Here are a few thoughts on numjac.
numjac implements an algorithm for finite difference (FD) step size selection based on
this paper by Salane:
D. E. Salane, Adaptive routines for forming Jacobians numerically, Tech. Report SAND86
1319, Sandia National Laboratories, Albuquerque, NM, 1986.
I have done some experimentation with this algorithm and numjac and am much less
positive on this approach than either Salane or the numjac authors; I have seen
cases where the algorithm prescribes very tiny step sizes that lead to large
roundoff errors.
A second part of numjac is that, for sparse matrices (which I assume applies
to the bvp4c algorithm) it is usually necessary to make far fewer than n
(number of equations) calls to the residual function when evaluating the
jacobian by FD. This substantially improves performance.
A discussion of this can be found in this paper:
T. F. Coleman, B. S. Garbow, and J. J. More, Software for estimating sparse Jacobian
matrices, ACM Transactions on Mathematical Software, 11 (1984), pp. 329-345.
Unfortunately, implementing this is not trivial.

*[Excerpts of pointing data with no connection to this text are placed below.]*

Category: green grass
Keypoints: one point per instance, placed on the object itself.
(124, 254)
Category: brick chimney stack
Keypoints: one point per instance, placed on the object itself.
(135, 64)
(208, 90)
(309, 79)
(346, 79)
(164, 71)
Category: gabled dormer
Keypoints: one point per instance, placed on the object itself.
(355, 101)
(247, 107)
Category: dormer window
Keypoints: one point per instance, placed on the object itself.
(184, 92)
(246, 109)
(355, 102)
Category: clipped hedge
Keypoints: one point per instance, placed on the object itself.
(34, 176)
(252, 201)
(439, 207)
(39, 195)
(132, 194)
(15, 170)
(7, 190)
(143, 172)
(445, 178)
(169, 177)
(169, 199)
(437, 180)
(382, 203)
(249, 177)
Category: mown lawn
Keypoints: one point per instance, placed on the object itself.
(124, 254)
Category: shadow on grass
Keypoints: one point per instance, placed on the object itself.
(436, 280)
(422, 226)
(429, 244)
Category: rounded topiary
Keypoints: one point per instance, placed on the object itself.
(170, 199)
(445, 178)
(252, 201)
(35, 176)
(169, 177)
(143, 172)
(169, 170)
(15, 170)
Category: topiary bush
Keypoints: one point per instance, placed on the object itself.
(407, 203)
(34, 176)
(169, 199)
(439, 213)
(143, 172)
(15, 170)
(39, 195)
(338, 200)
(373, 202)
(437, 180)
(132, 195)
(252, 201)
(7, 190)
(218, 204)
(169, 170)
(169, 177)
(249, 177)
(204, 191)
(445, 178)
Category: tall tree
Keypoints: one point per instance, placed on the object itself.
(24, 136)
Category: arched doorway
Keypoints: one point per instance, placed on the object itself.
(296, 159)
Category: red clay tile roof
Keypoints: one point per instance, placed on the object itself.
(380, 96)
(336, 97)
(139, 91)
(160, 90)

A possible alternative to both of these issues is the approach used by the algorithm
for calculation of jacobians by FD when the matrix is banded (I'm
assuming this applies to bvp4c). The routine is idaDlsBandDQJac and it is discussed
somewhat in the Sundials documentation. A downside of this (other than the
implementation being in C) is that, as far as I am aware, Octave (and MATLAB) has
no specific support for banded matrices.